Fir’aun, Abrahah, Qarun adalah sengaja diabadikan Allah dalam Al-Qur’an sebagai pemimpin yang sombong–yang mendaku Tuhan. Tetapi itu bukan berarti membuat kita melampaui Allah untuk kemudian mencap Presiden China sebagai Presiden yang sombong yang setara dengan Fir’aun, Abrahah dan Qarun. Kita tetap harus hati-hati, jangan sampai melampaui wewenang Allah dengan seenaknya mencap Presiden dan Negara lain yang sombong dan patut dibenci warga Negara sedunia. Jangan ah, jangan begitu!

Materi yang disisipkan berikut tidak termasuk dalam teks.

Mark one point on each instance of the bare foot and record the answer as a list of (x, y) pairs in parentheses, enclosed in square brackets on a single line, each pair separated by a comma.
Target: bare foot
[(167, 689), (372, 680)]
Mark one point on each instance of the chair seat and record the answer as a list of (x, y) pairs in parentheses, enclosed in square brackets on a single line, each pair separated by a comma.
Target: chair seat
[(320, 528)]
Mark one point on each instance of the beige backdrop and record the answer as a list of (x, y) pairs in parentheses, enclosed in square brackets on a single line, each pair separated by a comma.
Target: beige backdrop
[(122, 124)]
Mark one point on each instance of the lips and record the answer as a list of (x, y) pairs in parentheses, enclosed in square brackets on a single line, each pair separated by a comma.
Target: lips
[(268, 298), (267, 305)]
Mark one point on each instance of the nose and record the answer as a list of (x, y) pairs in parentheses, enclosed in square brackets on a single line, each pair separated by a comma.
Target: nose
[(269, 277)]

Bagi saya, kesombongan pihak manapun, baik secara individu, institusi maupun Negara, itu bukan tugas kita layaknya hakim. Hati saya terlalu sempit untuk menampung secuil saja virus kebencian. Namun hati saya terlalu luas untuk menyedot sebanyak apapun hikmah di balik musibah sekalipun. Saya sudah tidak punya kebencian terhadap orang ataupun siapapun yang membenci dan zalim kepada kita sekalipun.

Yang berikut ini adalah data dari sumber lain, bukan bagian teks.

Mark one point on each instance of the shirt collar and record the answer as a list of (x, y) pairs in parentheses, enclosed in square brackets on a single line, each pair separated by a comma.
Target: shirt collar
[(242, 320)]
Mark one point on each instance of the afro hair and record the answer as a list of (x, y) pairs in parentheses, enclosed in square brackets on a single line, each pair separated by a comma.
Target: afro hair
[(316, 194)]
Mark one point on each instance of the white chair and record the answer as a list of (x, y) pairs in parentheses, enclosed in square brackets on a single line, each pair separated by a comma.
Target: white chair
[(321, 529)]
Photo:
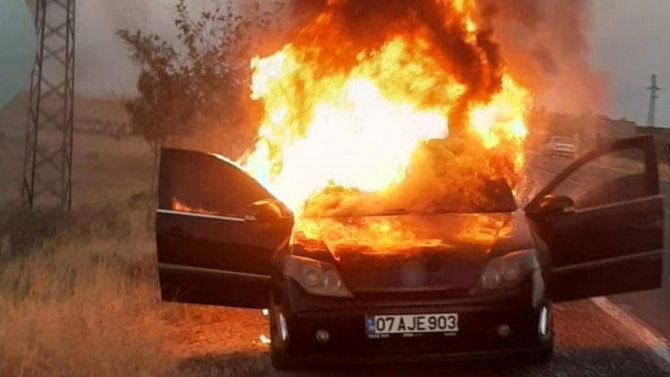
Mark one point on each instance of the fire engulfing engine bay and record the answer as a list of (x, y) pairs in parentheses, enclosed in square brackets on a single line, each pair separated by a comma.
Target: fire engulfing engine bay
[(372, 111)]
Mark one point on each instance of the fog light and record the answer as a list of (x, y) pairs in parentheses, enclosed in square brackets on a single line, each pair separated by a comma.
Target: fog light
[(322, 336), (504, 331), (283, 329)]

Karena itulah, saya haqqul yaqin, tidak pernah punya benci dan sumpah-serapah kepada China, Amerika Serikat, Arab Saudi, Iran, Rusia, bahkan Israel sekalipun. Sudah tidak ada ruang di hati saya untuk menampung kebencian terhadap Negara-negara adidaya tersebut, berikut terhadap para Presidennya. Lebih baik saya habiskan energi dan potensi saya untuk mengejar ketertinggalan, Indonesia harus bisa menjadi Negara adidaya berikutnya, mampu menciptakan inovasi, canggih dalam teknologi, semakin kuat pada empat pilar kebangsaan (Pancasila, UUD 1945, NKRI, Bhinneka Tunggal Ika), dan istikamah dalam beribadah kepada kepada Allah. Saya tidak mau menghabiskan waktu dan usia ini hanya untuk menebarkan virus kebencian, umpatan dan sumpah serapah. Corona ini wabah virus global. Kita tidak boleh “muas-muasin” China sebagai biang kerok.
Saya pikir sikap itu sangat tidak bijak. Bayangkan, kalau suatu saat virus atau penyakit mematikan lain muncul di Indonesia atau Arab Saudi (Mekah-Madinah), lantas apakah kita tega “muas-muasin” Negara sendiri, sambil dipuas-puasin warga sedunia? Begitu bisa terjadi kepada Arab Saudi. Nah perspektif dan pemahaman inilah yang menjadi substansi respon saya. Jadi bukan hanya soal judul tok, atau hanya menyuruh membaca ulang! Hmm. Semoga ruang diskusi maya ini membuat kita bisa semakin mempererat persaudaraan dan tidak menutup kemungkinan bisa bertemu melalui silaturahim secara langsung.